Un homme de 42 ans, condamné pour viol et incarcéré pendant 12 ans, a récidivé quelques heures seulement après sa sortie de prison, en violant une étudiante de 19 ans à Aix-en-Provence. L'agression s'est déroulée dans la nuit du 10 au 11 juillet 2026, selon une source judiciaire.
Les faits
L'homme, identifié comme Karim B., était sorti de la maison centrale d'Arles le 10 juillet en début d'après-midi. Il avait purgé une peine de 12 ans de réclusion pour un viol commis en 2014. Selon le parquet d'Aix-en-Provence, il a agressé la jeune femme vers 2 heures du matin, dans le quartier de la Rotonde, près du centre-ville. La victime, étudiante en droit, regagnait son domicile après une soirée entre amis.
Les premiers éléments de l'enquête indiquent que Karim B. aurait suivi la jeune femme sur plusieurs centaines de mètres avant de la faire chuter et de la violer sous la menace d'un couteau. Alertés par des cris, des riverains ont appelé la police. Les forces de l'ordre ont interpellé l'agresseur quelques minutes plus tard, encore sur les lieux.
Une récidive express
Le procureur de la République d'Aix-en-Provence, Jean-Luc G., a déclaré : « C'est un cas de récidive quasi immédiate, ce qui est rare et particulièrement inquiétant. L'individu n'a pas attendu 24 heures pour passer à l'acte. » Selon le parquet, Karim B. avait déjà été condamné à 15 ans de réclusion pour un viol en 2012, peine réduite en appel à 12 ans. Il avait également été suivi pour des faits de harcèlement sexuel.
La victime, hospitalisée, souffre de traumatismes physiques et psychologiques.
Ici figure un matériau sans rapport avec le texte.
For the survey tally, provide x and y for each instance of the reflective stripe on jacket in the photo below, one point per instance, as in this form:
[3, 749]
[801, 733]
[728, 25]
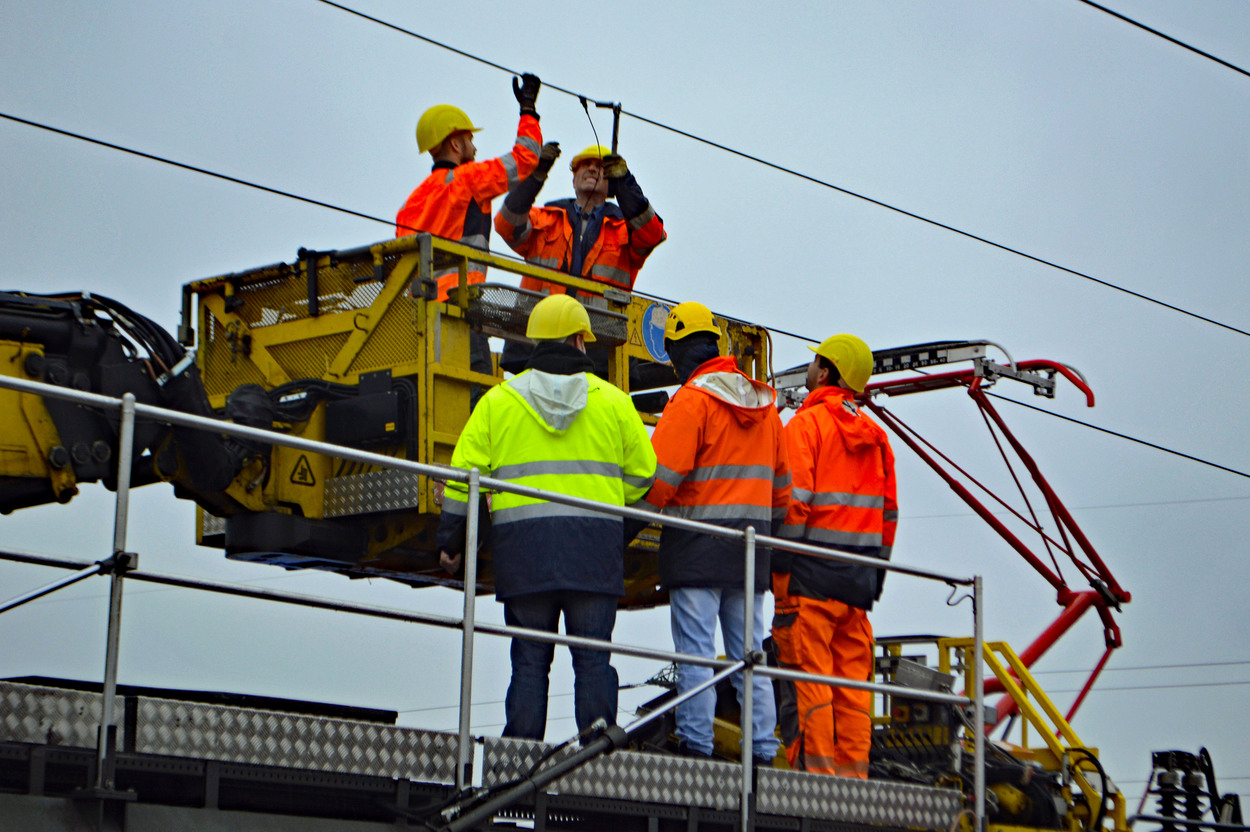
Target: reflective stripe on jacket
[844, 496]
[454, 201]
[720, 459]
[571, 434]
[545, 237]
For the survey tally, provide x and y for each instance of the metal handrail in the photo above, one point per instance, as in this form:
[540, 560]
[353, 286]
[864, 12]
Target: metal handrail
[131, 411]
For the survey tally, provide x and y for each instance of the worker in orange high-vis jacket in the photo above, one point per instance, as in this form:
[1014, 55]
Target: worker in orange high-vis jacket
[720, 459]
[844, 497]
[584, 235]
[454, 200]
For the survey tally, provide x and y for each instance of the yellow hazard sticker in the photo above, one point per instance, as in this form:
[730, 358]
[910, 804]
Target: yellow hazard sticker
[303, 472]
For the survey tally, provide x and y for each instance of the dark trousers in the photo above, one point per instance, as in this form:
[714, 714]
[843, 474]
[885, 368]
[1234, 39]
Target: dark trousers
[585, 614]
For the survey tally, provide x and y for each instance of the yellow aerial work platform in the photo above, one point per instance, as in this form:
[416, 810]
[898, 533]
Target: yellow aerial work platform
[356, 351]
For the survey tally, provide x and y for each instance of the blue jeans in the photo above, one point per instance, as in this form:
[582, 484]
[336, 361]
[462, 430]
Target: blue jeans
[695, 611]
[585, 614]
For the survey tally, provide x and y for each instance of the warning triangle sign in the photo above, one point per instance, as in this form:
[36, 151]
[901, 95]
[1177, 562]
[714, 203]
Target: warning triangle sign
[303, 472]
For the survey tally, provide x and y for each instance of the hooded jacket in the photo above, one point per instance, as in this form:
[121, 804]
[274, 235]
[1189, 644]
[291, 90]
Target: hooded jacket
[844, 496]
[721, 459]
[574, 434]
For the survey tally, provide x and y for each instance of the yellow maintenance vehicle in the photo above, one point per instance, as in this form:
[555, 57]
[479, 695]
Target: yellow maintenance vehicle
[353, 347]
[343, 346]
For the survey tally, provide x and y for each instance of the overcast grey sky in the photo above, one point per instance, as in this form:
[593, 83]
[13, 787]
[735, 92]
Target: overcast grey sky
[1046, 126]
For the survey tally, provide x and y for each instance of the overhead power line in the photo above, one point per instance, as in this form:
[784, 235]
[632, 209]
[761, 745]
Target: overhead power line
[1165, 36]
[809, 178]
[1141, 667]
[390, 222]
[191, 168]
[1124, 436]
[1154, 687]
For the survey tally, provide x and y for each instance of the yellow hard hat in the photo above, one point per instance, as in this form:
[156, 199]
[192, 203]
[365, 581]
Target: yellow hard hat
[686, 319]
[851, 357]
[593, 151]
[558, 316]
[438, 123]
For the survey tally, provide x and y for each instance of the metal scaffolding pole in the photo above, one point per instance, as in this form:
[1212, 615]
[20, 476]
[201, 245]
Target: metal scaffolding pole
[104, 781]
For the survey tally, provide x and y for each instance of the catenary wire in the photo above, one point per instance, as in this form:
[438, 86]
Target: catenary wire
[1124, 436]
[1141, 667]
[1154, 687]
[1110, 505]
[1165, 36]
[810, 178]
[389, 222]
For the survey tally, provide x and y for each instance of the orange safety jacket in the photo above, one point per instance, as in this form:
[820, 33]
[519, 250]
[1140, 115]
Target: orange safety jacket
[721, 459]
[454, 200]
[844, 496]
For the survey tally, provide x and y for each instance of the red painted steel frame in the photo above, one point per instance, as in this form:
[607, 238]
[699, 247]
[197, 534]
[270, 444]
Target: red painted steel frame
[1106, 591]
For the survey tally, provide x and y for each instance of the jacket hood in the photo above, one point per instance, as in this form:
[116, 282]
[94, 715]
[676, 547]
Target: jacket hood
[555, 401]
[749, 400]
[858, 430]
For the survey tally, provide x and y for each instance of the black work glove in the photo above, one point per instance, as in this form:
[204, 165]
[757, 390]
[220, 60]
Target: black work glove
[526, 91]
[546, 158]
[615, 166]
[614, 170]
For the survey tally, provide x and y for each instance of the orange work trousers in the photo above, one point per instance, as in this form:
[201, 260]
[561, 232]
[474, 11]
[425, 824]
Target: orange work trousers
[831, 730]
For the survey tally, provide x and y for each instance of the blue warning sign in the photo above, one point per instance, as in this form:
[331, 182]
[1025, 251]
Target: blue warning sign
[653, 331]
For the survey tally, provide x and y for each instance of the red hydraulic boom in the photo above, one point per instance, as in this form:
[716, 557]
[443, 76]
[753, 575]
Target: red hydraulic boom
[1066, 540]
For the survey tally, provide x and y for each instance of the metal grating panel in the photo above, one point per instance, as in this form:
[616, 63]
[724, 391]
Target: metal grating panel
[53, 716]
[856, 801]
[269, 738]
[223, 369]
[310, 357]
[394, 340]
[361, 494]
[625, 776]
[281, 294]
[508, 309]
[213, 525]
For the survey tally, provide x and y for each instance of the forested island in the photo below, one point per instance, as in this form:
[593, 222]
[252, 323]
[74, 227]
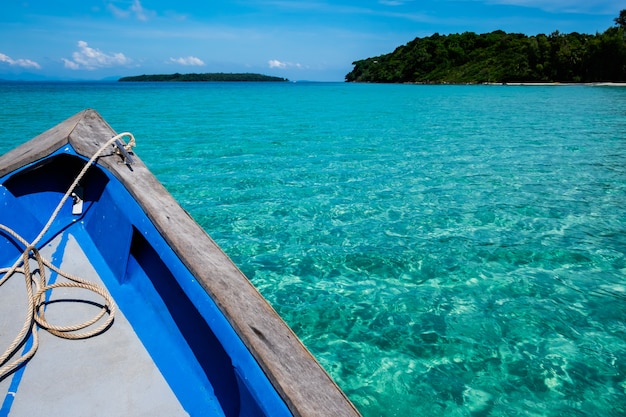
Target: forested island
[500, 57]
[216, 76]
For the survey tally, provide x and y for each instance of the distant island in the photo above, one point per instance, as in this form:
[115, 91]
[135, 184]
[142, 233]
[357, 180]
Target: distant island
[216, 76]
[500, 57]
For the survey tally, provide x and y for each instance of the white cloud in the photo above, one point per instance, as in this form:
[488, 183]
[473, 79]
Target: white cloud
[24, 63]
[190, 61]
[136, 10]
[89, 58]
[274, 63]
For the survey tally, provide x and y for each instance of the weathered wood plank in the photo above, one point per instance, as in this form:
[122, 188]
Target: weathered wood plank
[304, 385]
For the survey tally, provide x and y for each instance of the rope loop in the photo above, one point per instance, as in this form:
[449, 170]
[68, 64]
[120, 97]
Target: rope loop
[38, 289]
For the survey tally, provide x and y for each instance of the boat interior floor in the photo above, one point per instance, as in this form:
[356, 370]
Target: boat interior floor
[110, 374]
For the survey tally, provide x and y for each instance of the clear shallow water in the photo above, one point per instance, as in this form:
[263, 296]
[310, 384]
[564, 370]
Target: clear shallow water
[442, 250]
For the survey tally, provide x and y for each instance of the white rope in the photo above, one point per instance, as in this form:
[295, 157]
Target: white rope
[37, 288]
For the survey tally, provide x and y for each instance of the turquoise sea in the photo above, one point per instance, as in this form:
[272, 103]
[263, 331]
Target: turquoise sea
[442, 250]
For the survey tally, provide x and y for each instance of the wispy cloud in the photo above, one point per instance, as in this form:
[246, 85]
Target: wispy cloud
[394, 2]
[24, 63]
[189, 61]
[90, 59]
[135, 10]
[564, 6]
[274, 63]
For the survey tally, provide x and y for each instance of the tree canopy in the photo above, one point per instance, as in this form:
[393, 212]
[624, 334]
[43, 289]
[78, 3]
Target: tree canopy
[501, 57]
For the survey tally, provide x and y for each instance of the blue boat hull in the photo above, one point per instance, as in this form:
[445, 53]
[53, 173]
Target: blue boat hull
[204, 343]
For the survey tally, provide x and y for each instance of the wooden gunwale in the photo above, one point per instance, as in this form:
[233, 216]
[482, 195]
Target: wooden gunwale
[303, 384]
Une cellule psychologique a été mise en place à l'université d'Aix-Marseille.
La procédure judiciaire
Déféré ce lundi 13 juillet devant le juge d'instruction, Karim B. a été mis en examen pour viol avec arme, en état de récidive légale. Il a été placé en détention provisoire. La peine encourue est la réclusion criminelle à perpétuité. L'avocat de la défense, Me Dupont, a indiqué que son client « conteste les faits et évoque un rapport consenti ».
Cette affaire relance le débat sur le suivi des détenus à leur sortie de prison. Selon le ministère de la Justice, environ 30% des détenus purgeant une peine pour viol commettent une nouvelle infraction dans les cinq ans suivant leur libération.